Biological replicates were defined as independent transfections for mammalian cells or separate cultures grown in separate culture vessels for yeast. Typically, we used 3–9 biological replicates analyzing approximately hundreds of mammalian cells and thousands of yeast cells per replicate. For experiments requiring measurements of intracellular regions of interest (ROIs, such as foci), biological replicates were defined as individual cells. For experiments involving purified FPs, biological replicates were defined as independently purified FPs obtained from separate bacterial cultures.
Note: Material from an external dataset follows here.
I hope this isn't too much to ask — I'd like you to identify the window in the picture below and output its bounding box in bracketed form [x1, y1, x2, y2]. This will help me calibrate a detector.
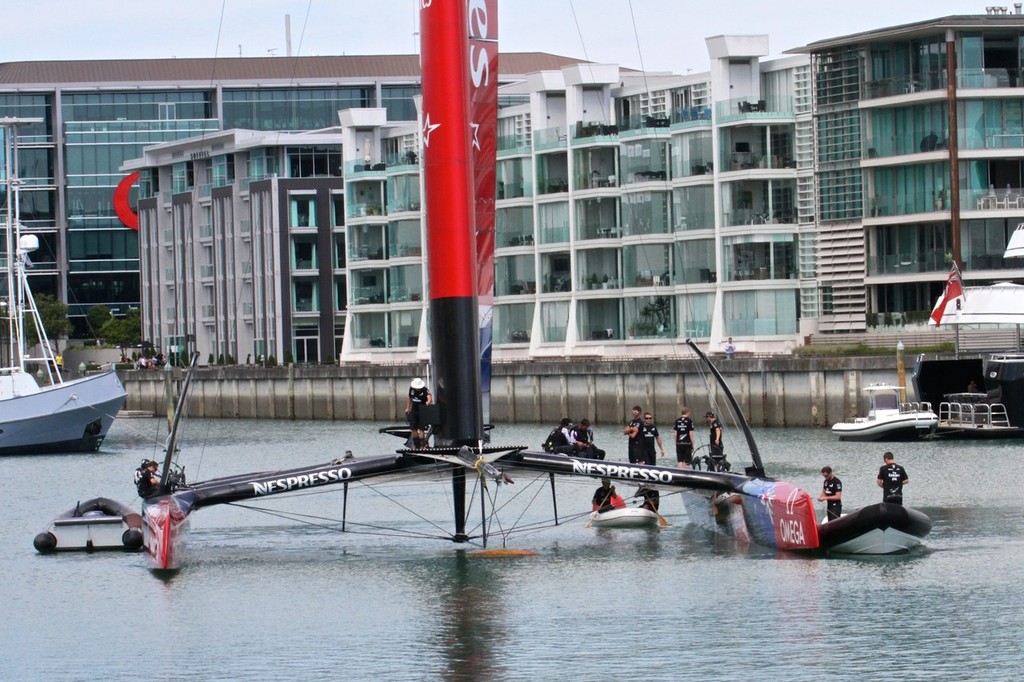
[288, 196, 316, 227]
Experiments were repeated at least once on a separate day to account for day-to-day variability. Sample sizes were determined based on prior studies and established standards in the field. No statistical method was used to predetermine the sample size.
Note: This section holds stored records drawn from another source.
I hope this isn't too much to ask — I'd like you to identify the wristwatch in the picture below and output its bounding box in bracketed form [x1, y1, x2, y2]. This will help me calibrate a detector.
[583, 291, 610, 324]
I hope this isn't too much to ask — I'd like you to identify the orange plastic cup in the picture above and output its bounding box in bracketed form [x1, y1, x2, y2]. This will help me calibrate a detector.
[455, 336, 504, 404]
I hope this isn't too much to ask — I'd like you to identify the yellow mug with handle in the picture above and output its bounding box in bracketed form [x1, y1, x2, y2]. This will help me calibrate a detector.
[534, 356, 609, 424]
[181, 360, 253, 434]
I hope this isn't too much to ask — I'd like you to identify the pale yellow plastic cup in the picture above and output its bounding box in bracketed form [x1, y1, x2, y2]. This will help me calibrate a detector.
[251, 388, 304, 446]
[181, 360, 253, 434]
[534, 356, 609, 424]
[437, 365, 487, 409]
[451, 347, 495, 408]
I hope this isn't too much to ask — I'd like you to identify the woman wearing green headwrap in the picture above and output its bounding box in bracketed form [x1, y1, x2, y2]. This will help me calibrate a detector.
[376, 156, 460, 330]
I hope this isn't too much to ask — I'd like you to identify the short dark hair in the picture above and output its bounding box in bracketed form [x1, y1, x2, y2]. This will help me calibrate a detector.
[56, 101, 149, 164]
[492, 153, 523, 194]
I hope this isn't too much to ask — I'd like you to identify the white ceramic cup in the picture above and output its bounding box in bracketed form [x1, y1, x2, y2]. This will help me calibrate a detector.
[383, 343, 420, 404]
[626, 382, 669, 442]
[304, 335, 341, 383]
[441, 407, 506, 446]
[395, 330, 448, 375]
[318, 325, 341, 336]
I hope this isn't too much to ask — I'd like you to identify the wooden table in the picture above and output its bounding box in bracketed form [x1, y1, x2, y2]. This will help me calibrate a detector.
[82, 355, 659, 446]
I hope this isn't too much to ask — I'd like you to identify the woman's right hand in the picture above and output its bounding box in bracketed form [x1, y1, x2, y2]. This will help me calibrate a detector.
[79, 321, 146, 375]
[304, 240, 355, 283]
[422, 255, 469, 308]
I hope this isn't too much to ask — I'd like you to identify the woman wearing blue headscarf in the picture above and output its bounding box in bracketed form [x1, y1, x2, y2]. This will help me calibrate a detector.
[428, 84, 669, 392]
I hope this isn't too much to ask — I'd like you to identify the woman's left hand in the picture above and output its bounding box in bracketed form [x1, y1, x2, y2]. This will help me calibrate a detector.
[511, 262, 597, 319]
Statistical tests appropriate to the data and their underlying assumptions were applied for analysis. Briefly, for statistical analysis with a sample size greater than 30, parametric tests were performed without assessing normality, as violations of normality have minimal impact on parametric analysis with large sample sizes (65). For sample sizes of 30 or fewer, normality was evaluated using the Shapiro-Wilk test. Parametric analyses were conducted using two-sided analysis of variance (ANOVA) or t-tests, while the Mann-Whitney test was used for nonparametric analyses. The Brown-Forsythe test (for ANOVAs) or the F-test (for t-tests) was used to determine whether Welch’s correction was necessary to address variance differences. If significant variance differences were detected, Welch’s correction was applied. Statistical analyses on trends (e.g., normalized fluorescence versus time) were performed using areas under the curve (AUCs). All analyses were two-sided, with a significant level set at 0.05. For quantitative experiments, blinding was unnecessary because the collection and analysis steps that could be subject to bias were performed using pre-defined automated methods. For the OSER assay that required qualitative manual assessment of OSER structures, we blinded the analysis so that the person evaluating the images did not know which construct the cells were expressing. Data were not omitted unless obvious human errors in sample preparation or data acquisition justified exclusion.

Details of the statistical analyses performed for each figure are provided separately in Supplementary Information. Prism (version 10.3.1, GraphPad) was used to conduct statistical analysis.

Reporting summary

Further information on research design is available in the Nature Portfolio Reporting Summary linked to this article.